Absolutely!!! ---well, within reason! I haven't had occasion to run this kind of process on Kinetis yet, but have done so 'many times' on S08, and the timer-peripheral is (for better or worse) 'very similar'.
Firstly, you run the FTM's channels in 'output compare' mode, table 45-3 in K26 RM, '01 01' -- for this generation, 'toggle output' is probably sufficient here; for other waveform generation you may want to force 'one' or 'zero' on the next time-compare.

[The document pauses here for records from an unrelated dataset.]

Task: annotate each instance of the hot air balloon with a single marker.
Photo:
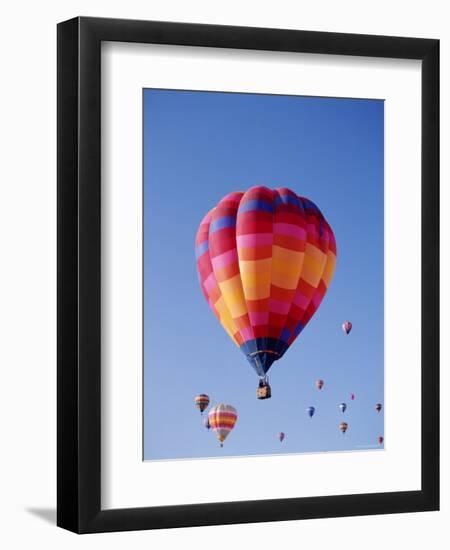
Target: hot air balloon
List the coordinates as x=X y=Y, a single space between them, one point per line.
x=201 y=402
x=347 y=327
x=222 y=419
x=265 y=260
x=343 y=427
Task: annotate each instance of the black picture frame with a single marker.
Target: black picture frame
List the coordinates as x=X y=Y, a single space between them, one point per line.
x=79 y=276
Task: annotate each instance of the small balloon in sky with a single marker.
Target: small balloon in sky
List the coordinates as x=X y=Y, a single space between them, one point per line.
x=222 y=419
x=347 y=327
x=201 y=402
x=343 y=427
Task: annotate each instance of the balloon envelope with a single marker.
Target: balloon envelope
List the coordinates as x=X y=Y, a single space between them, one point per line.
x=201 y=402
x=265 y=259
x=343 y=427
x=347 y=327
x=222 y=419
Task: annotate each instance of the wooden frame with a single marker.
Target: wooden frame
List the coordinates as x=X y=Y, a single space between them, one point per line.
x=79 y=277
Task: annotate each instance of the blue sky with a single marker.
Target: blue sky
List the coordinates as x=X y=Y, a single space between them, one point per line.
x=199 y=146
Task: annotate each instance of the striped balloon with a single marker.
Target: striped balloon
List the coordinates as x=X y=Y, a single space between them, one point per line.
x=201 y=402
x=347 y=327
x=265 y=260
x=222 y=419
x=343 y=427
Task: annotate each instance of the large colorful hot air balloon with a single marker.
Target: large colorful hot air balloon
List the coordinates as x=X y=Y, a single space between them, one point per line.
x=201 y=402
x=343 y=427
x=347 y=327
x=265 y=260
x=222 y=419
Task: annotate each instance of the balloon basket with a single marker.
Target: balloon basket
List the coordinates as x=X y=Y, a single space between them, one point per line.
x=263 y=391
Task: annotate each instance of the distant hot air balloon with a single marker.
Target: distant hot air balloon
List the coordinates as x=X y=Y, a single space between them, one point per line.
x=347 y=327
x=201 y=402
x=222 y=419
x=265 y=260
x=343 y=427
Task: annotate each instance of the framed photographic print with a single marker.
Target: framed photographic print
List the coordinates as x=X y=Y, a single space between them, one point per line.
x=248 y=288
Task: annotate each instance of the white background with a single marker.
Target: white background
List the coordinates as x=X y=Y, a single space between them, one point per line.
x=28 y=274
x=127 y=481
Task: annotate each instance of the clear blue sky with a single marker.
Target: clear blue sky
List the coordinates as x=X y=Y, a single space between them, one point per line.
x=199 y=146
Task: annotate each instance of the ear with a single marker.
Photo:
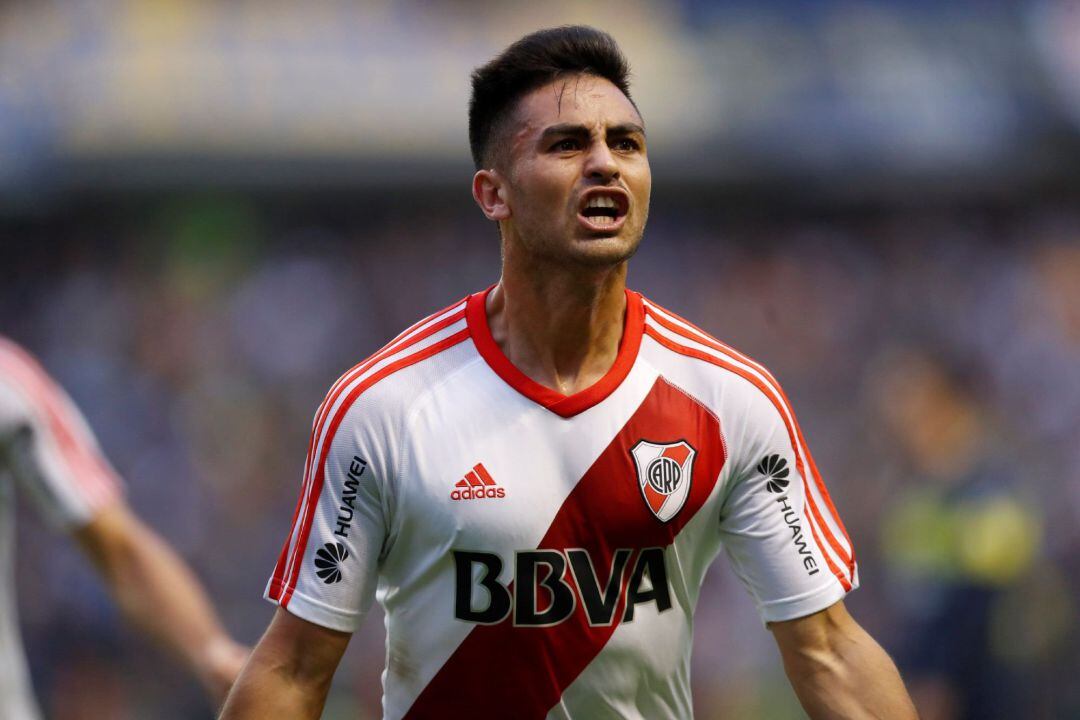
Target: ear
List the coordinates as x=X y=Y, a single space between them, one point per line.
x=489 y=191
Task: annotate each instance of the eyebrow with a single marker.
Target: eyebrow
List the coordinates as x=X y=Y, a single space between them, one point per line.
x=580 y=131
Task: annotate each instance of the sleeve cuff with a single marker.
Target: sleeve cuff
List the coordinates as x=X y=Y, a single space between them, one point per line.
x=807 y=603
x=314 y=611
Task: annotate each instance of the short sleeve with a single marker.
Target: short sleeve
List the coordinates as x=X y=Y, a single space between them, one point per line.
x=48 y=446
x=328 y=568
x=780 y=529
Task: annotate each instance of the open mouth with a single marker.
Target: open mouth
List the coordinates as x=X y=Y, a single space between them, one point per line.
x=604 y=209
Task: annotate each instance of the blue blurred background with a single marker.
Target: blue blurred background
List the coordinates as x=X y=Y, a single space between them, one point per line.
x=210 y=209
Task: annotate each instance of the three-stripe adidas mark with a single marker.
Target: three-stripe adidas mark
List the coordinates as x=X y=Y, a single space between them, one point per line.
x=477 y=485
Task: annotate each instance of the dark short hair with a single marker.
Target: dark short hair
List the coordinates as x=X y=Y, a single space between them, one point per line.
x=530 y=63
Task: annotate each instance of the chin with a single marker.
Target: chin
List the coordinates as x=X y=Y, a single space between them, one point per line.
x=604 y=250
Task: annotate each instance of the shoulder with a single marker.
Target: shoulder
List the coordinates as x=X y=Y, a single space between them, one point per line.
x=386 y=383
x=679 y=347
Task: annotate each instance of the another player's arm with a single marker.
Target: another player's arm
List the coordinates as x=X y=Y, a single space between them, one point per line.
x=158 y=593
x=838 y=670
x=289 y=671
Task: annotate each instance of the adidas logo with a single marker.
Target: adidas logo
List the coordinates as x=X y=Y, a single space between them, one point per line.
x=775 y=472
x=476 y=485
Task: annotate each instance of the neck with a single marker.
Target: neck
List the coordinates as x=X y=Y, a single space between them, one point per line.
x=561 y=327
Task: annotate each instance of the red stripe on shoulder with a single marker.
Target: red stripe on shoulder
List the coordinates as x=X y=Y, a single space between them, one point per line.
x=814 y=475
x=401 y=343
x=88 y=470
x=323 y=450
x=690 y=352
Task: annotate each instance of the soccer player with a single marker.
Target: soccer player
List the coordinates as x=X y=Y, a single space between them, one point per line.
x=49 y=449
x=534 y=480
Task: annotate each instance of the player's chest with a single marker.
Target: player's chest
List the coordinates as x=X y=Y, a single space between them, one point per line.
x=632 y=476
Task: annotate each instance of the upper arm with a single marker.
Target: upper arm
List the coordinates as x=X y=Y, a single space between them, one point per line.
x=779 y=527
x=48 y=444
x=813 y=635
x=301 y=652
x=108 y=533
x=289 y=671
x=327 y=570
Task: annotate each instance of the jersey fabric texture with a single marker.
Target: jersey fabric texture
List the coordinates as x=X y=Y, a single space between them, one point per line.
x=540 y=555
x=48 y=449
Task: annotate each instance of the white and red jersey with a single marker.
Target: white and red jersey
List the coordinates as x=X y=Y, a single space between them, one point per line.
x=48 y=449
x=541 y=555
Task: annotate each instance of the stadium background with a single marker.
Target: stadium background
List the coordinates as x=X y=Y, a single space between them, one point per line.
x=210 y=209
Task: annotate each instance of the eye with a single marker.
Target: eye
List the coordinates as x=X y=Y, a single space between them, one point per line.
x=566 y=145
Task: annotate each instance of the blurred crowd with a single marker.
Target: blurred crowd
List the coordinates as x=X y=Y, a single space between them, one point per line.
x=932 y=356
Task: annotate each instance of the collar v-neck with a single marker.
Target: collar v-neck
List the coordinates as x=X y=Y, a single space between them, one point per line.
x=554 y=401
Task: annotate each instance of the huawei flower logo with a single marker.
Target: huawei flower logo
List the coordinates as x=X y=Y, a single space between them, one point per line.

Let's say you run FTM at 10MHz, with MOD of course at 0xFFFF (152.6Hz overflow rate) --- said FTM frequency is a tradeoff between frequency-resolution and lowest-possible frequency being >= 1/2 overflow rate. And let's further posit that you want (at this time) to make 2400Hz and 2800Hz. That makes for 4800 edges and 5600 edges, otherwise defined then as 2083 'counts' between edges for 2400.4Hz, 1786 for 2799.5Hz. So then you have (in-psuedo-code) an ISR like this:
FTM0_IRQHandler()
{
if(channel 0 interrupt)
clear interrupt; ////FTM0_C0SC &= ~FTM_CnSC_CHF_MASK;
FTM0_C0V = FTM0_C0V+2083;
if(channel 1 interrupt)
clear interrupt;
FTM0_C1V = FTM0_C1V+1786;
}
Your time-counts would surely be 'pre-calculated unsigned-16bit variables' somewhere, not the shown constants, but that is the idea. It MIGHT be faster to have a uint16_t static-var that keeps the running-timer-count for each channel, like FTM_ch0_next_count += Freq0_count; then just write that to FTM0_C0V, as the process to fetch the peripheral-register is slower than RAM-access (but causes a second global-address-load-instruction and two back-to-back write-ops, so maybe NOT faster??? Interesting...).

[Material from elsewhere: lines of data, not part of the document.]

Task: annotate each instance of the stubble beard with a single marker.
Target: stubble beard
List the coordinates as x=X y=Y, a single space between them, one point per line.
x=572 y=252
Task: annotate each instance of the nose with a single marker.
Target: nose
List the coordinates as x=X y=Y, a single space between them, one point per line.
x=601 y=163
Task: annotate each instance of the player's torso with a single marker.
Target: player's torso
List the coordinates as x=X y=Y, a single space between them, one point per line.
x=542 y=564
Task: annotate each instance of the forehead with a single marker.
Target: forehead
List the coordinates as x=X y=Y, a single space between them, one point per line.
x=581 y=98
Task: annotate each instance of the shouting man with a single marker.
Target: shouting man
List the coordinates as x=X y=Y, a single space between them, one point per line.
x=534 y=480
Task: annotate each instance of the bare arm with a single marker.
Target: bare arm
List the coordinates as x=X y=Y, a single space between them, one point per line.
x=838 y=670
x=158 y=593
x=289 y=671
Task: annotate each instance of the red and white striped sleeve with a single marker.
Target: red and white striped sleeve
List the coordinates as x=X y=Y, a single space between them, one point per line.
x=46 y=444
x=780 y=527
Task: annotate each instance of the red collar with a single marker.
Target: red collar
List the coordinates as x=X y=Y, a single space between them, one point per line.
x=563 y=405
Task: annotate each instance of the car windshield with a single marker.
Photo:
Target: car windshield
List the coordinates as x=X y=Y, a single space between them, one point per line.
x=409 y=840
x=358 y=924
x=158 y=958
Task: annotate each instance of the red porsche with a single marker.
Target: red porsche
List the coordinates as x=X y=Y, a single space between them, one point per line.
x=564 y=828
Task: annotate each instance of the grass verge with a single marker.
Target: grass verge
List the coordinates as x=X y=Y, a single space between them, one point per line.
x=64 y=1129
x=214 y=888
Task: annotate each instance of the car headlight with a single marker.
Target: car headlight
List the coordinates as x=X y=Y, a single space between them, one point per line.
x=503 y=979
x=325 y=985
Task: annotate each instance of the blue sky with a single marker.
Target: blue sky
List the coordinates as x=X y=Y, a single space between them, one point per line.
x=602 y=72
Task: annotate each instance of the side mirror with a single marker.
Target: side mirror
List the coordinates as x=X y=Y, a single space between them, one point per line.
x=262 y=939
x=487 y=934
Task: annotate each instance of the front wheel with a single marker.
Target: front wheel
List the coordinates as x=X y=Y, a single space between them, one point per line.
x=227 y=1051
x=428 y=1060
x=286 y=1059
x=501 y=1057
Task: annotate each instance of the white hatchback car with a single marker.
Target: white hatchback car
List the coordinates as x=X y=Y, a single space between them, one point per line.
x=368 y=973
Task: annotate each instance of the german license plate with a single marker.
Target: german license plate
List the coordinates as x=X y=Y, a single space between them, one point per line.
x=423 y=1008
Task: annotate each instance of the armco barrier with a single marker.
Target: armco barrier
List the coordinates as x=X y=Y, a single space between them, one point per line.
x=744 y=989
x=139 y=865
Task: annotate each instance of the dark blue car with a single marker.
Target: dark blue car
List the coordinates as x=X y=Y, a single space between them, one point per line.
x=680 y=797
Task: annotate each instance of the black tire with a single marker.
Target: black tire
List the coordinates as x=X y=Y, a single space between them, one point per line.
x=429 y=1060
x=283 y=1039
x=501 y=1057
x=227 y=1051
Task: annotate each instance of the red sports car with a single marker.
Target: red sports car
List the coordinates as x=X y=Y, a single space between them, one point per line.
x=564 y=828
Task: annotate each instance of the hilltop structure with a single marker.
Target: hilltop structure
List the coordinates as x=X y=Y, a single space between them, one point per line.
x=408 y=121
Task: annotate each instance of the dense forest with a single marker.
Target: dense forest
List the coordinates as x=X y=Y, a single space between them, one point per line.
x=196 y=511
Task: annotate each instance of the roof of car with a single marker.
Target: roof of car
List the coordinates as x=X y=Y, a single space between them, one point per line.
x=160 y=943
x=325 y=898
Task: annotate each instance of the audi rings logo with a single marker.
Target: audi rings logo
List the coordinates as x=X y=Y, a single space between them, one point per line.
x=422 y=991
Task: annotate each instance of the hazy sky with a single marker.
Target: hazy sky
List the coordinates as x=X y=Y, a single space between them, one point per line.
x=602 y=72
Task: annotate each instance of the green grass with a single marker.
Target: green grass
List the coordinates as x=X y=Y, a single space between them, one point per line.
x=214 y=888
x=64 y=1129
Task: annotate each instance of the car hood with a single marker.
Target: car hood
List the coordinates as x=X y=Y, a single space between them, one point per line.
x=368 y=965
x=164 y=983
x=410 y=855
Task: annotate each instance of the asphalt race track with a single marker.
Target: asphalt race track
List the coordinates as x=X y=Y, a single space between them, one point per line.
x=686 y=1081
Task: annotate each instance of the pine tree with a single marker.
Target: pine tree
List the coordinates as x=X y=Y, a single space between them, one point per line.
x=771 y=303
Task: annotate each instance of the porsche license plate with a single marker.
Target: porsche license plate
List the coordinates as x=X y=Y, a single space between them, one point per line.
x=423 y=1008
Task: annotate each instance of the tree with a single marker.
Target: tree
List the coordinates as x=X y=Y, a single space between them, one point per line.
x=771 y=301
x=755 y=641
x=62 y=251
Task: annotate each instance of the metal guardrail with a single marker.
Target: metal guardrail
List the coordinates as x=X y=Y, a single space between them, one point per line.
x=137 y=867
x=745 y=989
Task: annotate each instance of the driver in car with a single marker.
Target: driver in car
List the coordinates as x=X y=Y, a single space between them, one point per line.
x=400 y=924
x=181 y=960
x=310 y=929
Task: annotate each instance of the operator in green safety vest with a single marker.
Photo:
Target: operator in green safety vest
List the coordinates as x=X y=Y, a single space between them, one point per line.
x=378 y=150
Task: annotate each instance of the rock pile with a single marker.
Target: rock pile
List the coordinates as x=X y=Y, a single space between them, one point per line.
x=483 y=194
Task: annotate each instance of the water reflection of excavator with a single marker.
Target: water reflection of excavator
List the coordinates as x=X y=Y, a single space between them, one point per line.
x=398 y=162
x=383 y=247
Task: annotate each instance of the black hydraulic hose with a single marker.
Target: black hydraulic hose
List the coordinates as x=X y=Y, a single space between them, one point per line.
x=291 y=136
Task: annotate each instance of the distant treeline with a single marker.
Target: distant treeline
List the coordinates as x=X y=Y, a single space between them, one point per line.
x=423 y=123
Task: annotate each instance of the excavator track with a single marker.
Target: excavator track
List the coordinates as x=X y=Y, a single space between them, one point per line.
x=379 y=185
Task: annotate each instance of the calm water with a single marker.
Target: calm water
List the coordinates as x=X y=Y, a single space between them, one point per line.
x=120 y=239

This interrupt MUST be allowed to be serviced faster than your lowest half-period, else the 'time for the next event' will already have 'passed' when you get here, meaning this 'simple math' will delay the next edge one whole FTM overflow. This is easiest to achieve if said FTM channel is the highest-level interrupt, and never disabled. See also my priority-comments in:
https://community.nxp.com/message/872684?commentID=872684#comment-872684
As for overhead, we might guess this IRQ to take a microsecond or so, so for our combined 10,400 edges/s we take ~1% of the CPU for these two examples.

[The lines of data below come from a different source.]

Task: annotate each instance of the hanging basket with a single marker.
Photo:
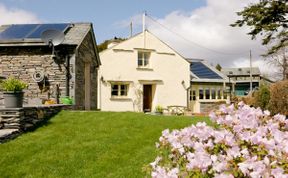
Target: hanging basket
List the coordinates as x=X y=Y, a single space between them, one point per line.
x=13 y=99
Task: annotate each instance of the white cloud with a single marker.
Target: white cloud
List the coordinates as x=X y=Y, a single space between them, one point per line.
x=208 y=34
x=16 y=16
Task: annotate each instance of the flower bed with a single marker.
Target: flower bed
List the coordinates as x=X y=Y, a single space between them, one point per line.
x=247 y=142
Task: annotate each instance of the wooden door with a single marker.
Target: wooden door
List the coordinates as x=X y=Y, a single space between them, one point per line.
x=87 y=86
x=147 y=98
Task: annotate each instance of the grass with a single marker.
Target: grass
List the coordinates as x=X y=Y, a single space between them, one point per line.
x=88 y=144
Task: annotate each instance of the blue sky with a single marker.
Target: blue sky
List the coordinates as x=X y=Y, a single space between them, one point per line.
x=196 y=28
x=105 y=15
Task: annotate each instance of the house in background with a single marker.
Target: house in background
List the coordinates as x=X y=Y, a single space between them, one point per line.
x=209 y=87
x=144 y=72
x=141 y=73
x=241 y=76
x=71 y=72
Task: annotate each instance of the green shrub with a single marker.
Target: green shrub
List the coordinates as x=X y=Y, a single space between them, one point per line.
x=13 y=84
x=279 y=98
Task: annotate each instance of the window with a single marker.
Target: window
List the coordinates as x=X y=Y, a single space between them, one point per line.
x=219 y=93
x=119 y=90
x=192 y=95
x=207 y=93
x=213 y=93
x=143 y=59
x=201 y=94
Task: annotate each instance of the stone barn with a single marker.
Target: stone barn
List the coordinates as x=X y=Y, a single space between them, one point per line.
x=65 y=70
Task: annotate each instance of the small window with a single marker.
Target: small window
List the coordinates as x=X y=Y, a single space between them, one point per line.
x=143 y=59
x=119 y=90
x=201 y=94
x=207 y=93
x=219 y=93
x=213 y=93
x=192 y=95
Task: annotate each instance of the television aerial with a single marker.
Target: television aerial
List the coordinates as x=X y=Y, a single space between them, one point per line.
x=52 y=38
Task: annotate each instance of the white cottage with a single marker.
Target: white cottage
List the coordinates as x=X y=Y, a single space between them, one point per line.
x=142 y=73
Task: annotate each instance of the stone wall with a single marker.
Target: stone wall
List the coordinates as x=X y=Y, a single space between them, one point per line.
x=22 y=62
x=86 y=56
x=18 y=120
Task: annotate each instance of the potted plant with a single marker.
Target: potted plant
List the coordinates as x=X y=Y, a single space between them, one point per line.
x=13 y=92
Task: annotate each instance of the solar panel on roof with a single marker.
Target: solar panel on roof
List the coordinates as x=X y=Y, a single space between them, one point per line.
x=17 y=31
x=202 y=71
x=37 y=32
x=22 y=31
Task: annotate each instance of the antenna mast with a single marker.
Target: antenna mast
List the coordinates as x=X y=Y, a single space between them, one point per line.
x=251 y=71
x=131 y=29
x=143 y=21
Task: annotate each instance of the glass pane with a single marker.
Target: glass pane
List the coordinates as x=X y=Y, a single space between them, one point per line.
x=140 y=58
x=207 y=93
x=219 y=93
x=194 y=95
x=201 y=95
x=146 y=58
x=146 y=62
x=114 y=90
x=140 y=62
x=213 y=93
x=123 y=90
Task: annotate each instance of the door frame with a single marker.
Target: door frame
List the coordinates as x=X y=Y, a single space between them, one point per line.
x=147 y=97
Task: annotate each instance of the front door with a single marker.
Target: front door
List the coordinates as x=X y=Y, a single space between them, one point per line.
x=147 y=98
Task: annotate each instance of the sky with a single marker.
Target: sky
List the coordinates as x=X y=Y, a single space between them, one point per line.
x=194 y=28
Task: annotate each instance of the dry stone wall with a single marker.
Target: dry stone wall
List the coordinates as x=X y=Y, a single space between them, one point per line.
x=22 y=62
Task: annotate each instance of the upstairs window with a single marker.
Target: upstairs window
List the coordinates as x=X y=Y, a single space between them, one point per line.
x=119 y=90
x=143 y=59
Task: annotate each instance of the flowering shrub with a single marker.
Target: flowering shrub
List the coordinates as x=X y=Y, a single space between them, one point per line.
x=248 y=142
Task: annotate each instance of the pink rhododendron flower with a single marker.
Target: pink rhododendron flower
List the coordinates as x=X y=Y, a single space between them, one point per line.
x=248 y=140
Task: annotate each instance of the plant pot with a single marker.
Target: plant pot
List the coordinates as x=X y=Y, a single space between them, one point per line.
x=13 y=99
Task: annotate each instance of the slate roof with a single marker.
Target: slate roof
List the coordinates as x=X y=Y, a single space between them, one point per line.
x=73 y=36
x=203 y=72
x=243 y=71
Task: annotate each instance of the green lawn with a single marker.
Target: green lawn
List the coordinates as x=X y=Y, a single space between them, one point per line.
x=88 y=144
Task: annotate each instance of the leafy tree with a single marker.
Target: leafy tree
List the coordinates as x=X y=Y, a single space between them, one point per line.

FWIW, this is an S08 interrupt-handler for full timer-banged-UART-waveform generation (of a fixed-size 8-byte message):
#define BAUDRATE (1000000/38400) //uS per bit, assume 8MHz Busclk and /8 prescale
/* TPMC0SC: CH1F=0,CH1IE=1,MS0B=0,MS0A=1,ELS0B=1,ELS0A=1,??=0,??=0--to set a 'one' */
#define MARK 0xD8 ////SC values for INVERTED UART waveform (mark=0V, space=Vdd)
#define SPACE 0xDC
static uint8_t serbyte; //Byte currently going out serial stream
static uint8_t ser_bit_cnt; //Bit count within said byte
static uint8_t ser_byte_cnt; //Count within total stream
enum SIOState {SIO_Idle, SIO_SendStrt, SIO_SendByte,
SIO_SendStop, SIO_WaitIdle} SIO_State=SIO_Idle;
ISR (Tim1_OutComp)
{
(void)TPMC1SC;
/* TPMC0SC: CH0F=0 */
clrReg8Bits(TPMC1SC, 0x80); /* Reset compare interrupt request flag */
if( SIO_State != SIO_Idle )
{
setReg16(TPMC1V, TPMC1V+BAUDRATE); /* 'Default' Compare 1 value for next bit */
if( SIO_State == SIO_SendByte )
{
if( (serbyte & 0x01) == 0x01 ) //Set up for next bit
setReg8(TPMC1SC, MARK);
else
setReg8(TPMC1SC, SPACE);
serbyte >>= 1;
ser_bit_cnt--;
if( ser_bit_cnt == 0 )
{
SIO_State = SIO_SendStop;
setReg8(TPMC1SC, MARK);
}
}else if( SIO_State == SIO_SendStop )
{
if( ser_byte_cnt != 8 )
{
SIO_State = SIO_SendByte;
setReg8(TPMC1SC, SPACE);
ser_byte_cnt++;
serbyte = ValidData[ser_byte_cnt];
ser_bit_cnt = 9;
}else
{
SIO_State = SIO_WaitIdle;
setReg16(TPMC1V, TPMCNT+1000); //Wait 1ms from now for 'Idle'
}
}else if( SIO_State == SIO_WaitIdle )
{
if( ser_byte_cnt != 8 )
SIO_State = SIO_SendStop; //Start up bit stream next bit time
else
{
SIO_State = SIO_Idle;
KBISC_KBIE = 1; //Start looking for input edges
PTAD_PTAD4 = 0; //Re-enable debug port serial
}
}
}else
{
setReg16(TPMC1V, TPMCNT+127); //Wait another while of 'nothing'
}
}
Did this 'timer-banged' process get you the waveforms you needed?